Experimental study of fast fission and quasifission in the Ca 40 + Pb 208 reaction leading to the formation of the transfermium nucleus No 248

Abstract

The stability of the transfermium nucleus against fission is mainly determined by the shell correction depending on its angular momentum and excitation energy. Purpose: The study of the fast fission process of the transfermium nucleus No248 and its dependence on the interaction energy and introduced angular momentum. Methods: Mass-energy distributions of the No248 fission fragments formed in the Ca40 + Pb208 reaction at energies above the Coulomb barrier have been measured using the double-arm time-of-flight spectrometer CORSET at the Ca40-beam energies of 223, 250, and 284 MeV. Results: The contribution of the fast fission process is determined from the calculations of the driving potential, taking into account shell effects and rotational energy and amounts to 39% and 61% at 250 and 284 MeV, respectively.

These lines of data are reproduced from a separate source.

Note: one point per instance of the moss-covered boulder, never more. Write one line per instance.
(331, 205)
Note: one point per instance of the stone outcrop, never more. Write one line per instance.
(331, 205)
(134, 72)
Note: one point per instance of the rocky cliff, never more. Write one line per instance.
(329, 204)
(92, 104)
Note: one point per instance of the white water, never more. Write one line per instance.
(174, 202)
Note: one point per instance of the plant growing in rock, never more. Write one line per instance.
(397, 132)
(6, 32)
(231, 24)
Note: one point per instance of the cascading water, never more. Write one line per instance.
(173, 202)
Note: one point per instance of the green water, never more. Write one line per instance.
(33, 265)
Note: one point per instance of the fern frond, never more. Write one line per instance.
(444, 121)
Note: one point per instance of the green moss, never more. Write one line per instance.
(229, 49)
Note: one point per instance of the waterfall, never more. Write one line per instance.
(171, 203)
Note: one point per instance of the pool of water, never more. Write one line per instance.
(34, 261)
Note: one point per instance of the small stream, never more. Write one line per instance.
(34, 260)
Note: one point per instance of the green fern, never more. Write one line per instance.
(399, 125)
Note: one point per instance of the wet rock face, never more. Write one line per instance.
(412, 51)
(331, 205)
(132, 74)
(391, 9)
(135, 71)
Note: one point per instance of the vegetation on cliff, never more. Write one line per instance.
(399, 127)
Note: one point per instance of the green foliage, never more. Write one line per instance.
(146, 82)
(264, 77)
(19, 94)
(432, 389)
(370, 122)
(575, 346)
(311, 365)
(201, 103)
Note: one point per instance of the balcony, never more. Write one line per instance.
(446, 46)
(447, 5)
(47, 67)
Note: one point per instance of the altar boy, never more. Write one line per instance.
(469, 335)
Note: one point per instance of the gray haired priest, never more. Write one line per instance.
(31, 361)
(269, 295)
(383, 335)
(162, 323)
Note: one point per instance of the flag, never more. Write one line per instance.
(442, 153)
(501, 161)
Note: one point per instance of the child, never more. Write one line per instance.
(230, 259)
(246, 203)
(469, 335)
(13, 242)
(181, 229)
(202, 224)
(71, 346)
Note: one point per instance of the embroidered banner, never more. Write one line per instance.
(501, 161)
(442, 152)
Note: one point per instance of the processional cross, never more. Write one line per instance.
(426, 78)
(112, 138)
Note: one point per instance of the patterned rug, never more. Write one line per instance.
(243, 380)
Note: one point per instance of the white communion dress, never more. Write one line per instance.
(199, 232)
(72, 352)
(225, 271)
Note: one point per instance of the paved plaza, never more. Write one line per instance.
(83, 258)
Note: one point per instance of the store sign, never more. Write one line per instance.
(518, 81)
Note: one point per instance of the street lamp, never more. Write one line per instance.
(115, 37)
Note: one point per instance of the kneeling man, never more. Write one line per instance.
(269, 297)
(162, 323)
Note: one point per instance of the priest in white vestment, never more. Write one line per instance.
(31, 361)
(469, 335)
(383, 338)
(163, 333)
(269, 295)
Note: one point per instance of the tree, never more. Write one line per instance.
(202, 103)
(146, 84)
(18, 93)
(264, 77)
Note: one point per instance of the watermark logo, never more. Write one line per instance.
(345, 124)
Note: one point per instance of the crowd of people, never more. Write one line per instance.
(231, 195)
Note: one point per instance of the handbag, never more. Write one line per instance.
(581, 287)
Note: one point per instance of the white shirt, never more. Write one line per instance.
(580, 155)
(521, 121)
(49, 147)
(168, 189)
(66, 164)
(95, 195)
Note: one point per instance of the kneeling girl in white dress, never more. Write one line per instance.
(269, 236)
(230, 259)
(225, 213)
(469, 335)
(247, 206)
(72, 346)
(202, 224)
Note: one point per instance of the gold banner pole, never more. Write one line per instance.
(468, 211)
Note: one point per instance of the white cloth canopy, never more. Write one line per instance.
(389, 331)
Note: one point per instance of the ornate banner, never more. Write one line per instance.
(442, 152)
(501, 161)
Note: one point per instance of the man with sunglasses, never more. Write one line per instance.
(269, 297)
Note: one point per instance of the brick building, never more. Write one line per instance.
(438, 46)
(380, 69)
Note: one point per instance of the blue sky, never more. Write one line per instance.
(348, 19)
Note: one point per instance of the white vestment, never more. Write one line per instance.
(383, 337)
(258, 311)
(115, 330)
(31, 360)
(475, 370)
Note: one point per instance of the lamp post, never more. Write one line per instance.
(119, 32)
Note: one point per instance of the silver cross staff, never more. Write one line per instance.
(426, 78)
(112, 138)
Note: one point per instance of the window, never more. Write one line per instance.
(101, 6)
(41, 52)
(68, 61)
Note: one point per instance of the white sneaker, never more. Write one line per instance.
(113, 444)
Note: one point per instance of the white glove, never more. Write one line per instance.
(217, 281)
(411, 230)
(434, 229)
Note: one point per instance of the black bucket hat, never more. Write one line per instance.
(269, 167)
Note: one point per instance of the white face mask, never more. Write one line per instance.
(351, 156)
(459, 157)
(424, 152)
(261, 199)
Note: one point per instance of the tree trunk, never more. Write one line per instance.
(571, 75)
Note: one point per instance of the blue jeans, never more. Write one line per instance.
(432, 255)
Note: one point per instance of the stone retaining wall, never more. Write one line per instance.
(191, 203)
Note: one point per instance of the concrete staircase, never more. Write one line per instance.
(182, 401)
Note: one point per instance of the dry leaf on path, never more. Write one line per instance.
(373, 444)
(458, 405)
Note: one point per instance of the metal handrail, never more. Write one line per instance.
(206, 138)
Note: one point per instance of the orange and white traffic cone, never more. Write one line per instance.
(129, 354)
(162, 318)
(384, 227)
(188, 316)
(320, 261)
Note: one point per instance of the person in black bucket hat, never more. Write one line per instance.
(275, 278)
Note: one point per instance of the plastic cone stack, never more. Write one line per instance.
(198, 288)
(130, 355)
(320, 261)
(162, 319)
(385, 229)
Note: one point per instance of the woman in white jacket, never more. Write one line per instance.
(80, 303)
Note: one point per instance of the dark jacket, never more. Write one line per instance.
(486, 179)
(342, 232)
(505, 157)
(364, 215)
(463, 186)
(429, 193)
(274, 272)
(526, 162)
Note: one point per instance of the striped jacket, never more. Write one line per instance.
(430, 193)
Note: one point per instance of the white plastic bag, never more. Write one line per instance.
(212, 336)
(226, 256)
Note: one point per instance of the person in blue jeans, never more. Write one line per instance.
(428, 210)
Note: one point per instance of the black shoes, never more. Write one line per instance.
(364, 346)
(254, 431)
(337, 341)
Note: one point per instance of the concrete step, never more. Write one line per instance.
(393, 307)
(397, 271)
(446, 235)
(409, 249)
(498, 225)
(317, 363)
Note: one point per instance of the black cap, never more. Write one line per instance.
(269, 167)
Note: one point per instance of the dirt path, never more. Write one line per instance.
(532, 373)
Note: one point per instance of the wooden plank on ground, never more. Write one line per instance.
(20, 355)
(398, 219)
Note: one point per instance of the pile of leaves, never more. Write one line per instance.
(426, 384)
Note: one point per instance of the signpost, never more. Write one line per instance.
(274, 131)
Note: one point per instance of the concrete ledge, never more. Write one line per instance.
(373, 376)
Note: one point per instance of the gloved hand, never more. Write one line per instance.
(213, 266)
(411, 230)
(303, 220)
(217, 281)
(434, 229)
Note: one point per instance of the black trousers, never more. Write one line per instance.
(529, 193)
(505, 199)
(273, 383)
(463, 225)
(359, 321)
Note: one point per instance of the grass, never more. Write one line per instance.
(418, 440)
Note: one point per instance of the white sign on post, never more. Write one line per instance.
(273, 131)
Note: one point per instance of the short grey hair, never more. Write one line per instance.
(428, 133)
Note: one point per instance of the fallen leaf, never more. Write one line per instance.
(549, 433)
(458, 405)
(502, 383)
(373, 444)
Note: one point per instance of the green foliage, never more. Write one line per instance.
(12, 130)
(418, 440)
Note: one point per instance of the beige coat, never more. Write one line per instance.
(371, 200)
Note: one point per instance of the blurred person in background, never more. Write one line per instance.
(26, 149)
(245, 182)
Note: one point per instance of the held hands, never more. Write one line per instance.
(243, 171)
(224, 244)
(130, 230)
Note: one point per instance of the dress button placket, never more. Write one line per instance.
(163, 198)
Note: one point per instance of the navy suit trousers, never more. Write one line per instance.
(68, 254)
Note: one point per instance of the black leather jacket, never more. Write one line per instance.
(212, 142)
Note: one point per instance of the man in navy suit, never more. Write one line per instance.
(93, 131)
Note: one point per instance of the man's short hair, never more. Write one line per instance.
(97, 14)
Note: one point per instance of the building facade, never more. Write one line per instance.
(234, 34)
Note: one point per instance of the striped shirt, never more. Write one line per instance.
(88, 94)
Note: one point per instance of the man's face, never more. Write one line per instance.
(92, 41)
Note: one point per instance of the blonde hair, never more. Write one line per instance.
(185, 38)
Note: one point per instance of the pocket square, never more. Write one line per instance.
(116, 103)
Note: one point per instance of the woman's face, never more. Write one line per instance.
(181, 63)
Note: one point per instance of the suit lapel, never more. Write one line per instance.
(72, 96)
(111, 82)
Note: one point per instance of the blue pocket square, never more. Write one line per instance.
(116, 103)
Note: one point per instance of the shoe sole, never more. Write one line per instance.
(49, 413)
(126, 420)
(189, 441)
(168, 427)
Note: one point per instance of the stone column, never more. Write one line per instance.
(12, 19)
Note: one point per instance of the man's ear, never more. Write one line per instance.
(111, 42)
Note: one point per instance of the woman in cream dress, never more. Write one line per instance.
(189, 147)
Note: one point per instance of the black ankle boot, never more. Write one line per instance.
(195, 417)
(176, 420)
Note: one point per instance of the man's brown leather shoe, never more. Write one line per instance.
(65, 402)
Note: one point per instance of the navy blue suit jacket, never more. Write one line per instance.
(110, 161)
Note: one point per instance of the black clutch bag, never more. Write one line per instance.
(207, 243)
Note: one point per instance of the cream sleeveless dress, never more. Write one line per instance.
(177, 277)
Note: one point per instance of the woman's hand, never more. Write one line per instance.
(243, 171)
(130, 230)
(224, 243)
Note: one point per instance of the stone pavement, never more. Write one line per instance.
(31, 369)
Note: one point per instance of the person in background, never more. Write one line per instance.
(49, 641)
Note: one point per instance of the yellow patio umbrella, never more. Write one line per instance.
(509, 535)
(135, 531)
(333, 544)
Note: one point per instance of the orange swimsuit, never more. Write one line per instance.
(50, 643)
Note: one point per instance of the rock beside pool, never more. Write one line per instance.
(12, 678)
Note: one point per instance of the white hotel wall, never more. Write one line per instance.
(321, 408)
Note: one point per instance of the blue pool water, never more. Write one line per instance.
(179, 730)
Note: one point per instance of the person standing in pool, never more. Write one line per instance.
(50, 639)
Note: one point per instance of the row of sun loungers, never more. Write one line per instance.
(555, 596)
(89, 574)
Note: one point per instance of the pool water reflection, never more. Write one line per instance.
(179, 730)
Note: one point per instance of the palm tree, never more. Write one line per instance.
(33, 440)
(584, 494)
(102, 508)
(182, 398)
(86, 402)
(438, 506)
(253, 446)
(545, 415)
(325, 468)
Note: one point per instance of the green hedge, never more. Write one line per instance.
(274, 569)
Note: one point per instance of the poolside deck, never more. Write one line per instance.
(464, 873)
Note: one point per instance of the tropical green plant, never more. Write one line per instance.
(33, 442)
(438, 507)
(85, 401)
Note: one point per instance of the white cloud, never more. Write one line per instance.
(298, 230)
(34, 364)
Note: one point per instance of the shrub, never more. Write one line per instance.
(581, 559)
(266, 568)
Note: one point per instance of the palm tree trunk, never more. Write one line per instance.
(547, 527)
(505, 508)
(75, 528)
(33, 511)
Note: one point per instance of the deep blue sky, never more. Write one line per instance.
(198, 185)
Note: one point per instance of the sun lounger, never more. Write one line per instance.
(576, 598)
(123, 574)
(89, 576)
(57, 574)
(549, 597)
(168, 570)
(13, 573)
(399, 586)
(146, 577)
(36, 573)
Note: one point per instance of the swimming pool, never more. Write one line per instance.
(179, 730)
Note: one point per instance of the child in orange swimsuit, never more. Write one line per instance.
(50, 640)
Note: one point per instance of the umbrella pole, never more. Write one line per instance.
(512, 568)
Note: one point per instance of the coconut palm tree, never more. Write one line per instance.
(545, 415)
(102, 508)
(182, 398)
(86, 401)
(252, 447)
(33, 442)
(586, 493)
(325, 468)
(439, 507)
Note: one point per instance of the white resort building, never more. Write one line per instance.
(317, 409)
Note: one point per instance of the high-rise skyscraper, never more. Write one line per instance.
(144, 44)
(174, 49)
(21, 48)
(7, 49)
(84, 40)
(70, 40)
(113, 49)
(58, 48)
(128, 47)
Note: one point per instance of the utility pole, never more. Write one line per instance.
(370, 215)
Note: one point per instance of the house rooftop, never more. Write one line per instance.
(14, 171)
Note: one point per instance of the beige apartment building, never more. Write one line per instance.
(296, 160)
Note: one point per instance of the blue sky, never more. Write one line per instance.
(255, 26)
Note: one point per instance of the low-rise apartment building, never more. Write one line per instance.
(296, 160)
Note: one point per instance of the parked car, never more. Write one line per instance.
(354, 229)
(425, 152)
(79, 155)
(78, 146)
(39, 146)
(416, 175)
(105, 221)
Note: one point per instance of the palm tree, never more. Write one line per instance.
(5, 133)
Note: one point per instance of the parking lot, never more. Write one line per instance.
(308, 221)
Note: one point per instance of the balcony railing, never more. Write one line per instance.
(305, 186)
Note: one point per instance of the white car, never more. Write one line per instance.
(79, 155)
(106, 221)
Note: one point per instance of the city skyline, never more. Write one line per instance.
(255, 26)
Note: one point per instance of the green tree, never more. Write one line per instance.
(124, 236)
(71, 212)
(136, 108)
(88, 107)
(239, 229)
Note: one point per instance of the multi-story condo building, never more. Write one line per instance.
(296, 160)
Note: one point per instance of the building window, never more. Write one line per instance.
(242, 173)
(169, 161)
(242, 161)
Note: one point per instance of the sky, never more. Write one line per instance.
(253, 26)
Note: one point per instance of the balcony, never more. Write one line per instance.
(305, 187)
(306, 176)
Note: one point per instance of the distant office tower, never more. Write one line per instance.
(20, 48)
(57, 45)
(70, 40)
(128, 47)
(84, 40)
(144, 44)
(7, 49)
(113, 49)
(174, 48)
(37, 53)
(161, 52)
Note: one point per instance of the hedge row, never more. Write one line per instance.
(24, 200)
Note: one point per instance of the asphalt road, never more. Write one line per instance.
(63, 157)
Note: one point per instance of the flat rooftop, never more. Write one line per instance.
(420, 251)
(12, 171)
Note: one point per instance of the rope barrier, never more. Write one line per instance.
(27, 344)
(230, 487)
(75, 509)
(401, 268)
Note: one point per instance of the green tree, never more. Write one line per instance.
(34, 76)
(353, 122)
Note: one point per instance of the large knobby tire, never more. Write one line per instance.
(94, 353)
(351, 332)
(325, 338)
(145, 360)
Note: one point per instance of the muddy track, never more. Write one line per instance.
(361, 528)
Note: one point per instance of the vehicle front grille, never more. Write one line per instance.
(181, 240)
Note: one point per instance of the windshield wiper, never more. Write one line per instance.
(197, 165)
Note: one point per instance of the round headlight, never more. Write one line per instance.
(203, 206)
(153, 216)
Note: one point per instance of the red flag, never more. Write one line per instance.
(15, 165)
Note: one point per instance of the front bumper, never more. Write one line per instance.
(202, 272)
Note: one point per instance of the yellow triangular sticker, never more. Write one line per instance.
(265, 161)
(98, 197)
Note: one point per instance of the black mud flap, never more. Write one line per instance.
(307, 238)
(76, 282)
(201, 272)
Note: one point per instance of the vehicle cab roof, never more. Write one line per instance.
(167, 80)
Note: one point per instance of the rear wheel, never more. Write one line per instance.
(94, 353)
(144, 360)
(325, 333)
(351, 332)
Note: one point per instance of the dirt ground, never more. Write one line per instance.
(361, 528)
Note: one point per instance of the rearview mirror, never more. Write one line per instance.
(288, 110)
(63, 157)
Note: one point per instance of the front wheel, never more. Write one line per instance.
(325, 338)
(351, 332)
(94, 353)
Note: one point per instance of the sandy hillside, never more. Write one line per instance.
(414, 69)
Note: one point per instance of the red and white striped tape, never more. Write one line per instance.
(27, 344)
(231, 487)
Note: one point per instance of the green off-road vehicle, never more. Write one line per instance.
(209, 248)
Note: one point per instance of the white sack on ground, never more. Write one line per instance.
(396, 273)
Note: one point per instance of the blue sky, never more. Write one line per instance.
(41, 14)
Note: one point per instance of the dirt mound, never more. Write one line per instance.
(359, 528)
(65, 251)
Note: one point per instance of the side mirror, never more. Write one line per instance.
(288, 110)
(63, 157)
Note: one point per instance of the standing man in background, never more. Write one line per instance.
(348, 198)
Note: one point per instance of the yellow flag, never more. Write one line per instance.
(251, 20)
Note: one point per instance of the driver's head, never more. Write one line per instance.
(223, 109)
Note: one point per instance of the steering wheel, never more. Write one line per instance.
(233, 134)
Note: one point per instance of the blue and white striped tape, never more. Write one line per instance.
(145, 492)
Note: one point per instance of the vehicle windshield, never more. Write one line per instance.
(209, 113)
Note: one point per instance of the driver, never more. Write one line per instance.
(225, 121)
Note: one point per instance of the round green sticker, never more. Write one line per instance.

The mass-energy distributions of the quasifission and fast fission fragments have been extracted by subtracting the mass-energy matrices associated with compound nucleus fission from those of all measured fissionlike events. The asymmetric fragments with masses 97 and 151 u were found to be the most probable in the fast fission of No248. With increasing Ca40 energy from 250 to 284 MeV the mass distributions of the fast fission fragments change slightly. Conclusions: Contrary to quasifission in which the fragments are focused mainly around the closed neutron or proton shells, the influence of known proton or neutron shells on the asymmetric mass distribution in the fast fission process was not observed.